В другой раз я поехал на выходные в Торки на южном побережье Англии. Вместе с ещё одним солдатом мы остановились напротив какого-то здания, чтобы посмотреть на парк под нами. Неожиданно мы были обстреляны шестью германскими боевыми самолётами, которые прошли «под радаром», почти на уровне моря. Это случилось настолько быстро, что ни мой друг, ни я ничего не могли сделать, и просто застыли ошеломлённые. В парке было убито много людей, и когда один из самолётов обстрелял здание, возле которого мы стояли, мой друг был разорван пулями, которые прошли от меня в нескольких дюймах, хотя мы были не далее трёх футов друг от друга.

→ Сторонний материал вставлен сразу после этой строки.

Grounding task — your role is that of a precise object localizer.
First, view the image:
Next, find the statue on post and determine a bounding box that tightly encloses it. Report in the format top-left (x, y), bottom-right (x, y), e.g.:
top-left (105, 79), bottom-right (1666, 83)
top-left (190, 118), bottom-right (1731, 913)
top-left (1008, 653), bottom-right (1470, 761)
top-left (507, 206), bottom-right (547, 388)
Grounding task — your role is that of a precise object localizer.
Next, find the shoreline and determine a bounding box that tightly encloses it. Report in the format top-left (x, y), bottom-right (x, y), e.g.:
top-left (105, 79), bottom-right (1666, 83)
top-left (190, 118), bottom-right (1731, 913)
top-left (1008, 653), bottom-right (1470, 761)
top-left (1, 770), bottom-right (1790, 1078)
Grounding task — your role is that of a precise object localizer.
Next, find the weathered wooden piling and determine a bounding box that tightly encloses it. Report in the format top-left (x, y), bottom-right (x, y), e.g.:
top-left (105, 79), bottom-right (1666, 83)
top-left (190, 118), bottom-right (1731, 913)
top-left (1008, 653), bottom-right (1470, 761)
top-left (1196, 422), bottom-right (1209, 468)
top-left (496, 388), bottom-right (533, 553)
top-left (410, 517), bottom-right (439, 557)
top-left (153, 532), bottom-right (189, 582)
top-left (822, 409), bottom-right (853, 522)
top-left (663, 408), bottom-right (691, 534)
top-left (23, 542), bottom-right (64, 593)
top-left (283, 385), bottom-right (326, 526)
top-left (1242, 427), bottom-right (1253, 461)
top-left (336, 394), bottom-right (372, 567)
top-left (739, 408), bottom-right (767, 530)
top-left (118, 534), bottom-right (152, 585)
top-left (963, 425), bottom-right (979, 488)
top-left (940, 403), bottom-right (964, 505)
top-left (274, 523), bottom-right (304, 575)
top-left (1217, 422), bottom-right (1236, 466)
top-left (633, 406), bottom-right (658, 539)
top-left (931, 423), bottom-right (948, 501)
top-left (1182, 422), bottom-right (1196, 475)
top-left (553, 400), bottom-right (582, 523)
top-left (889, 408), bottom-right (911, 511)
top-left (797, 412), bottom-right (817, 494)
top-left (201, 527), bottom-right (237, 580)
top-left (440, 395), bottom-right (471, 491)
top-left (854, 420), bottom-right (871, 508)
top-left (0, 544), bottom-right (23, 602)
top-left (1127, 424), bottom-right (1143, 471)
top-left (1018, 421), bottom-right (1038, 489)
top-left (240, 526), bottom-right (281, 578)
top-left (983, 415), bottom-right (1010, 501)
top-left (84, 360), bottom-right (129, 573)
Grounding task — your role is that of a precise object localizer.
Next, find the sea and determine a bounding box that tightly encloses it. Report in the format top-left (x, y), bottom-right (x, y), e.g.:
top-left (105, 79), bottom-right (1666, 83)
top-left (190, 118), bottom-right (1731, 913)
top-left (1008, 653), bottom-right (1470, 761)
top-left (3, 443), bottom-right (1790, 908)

Как я уже упоминал, это только два случая, – а было их намного больше, – которые оказали на меня зловещее воздействие. Во-первых, моя реакция была довольно странной – почему так случилось, что я был человеком, который не должен быть убит? Был период, когда я почти верил в то, что «заколдован» и в некотором смысле избран. Но время шло, случалось всё больше и больше подобных счастливых исходов, и я начал активно возмущаться из-за этого. Вокруг меня так часто погибали мои соратники, что я начал желать умереть вместо них. Гнусность войны – что очевидно – была большей, чем я мог понять, и поскольку она продолжалась, бессмысленно и бесконечно, жизнь сама по себе утратила любой смысл, который у неё когда-либо был – и я вообще не был уверен в том, что он был. Не было никаких чувств справедливости, патриотизма или верности, которые могли бы оправдать массовые убийства, и у меня были очень серьёзные сомнения по поводу смысла человеческого существования. Я часто думал о Гурджиеве в эти дни, пытаясь представить, как бы он объяснил, если бы мог, военные действия, но не мог вообразить никаких ответов или объяснений, которые он мог бы дать.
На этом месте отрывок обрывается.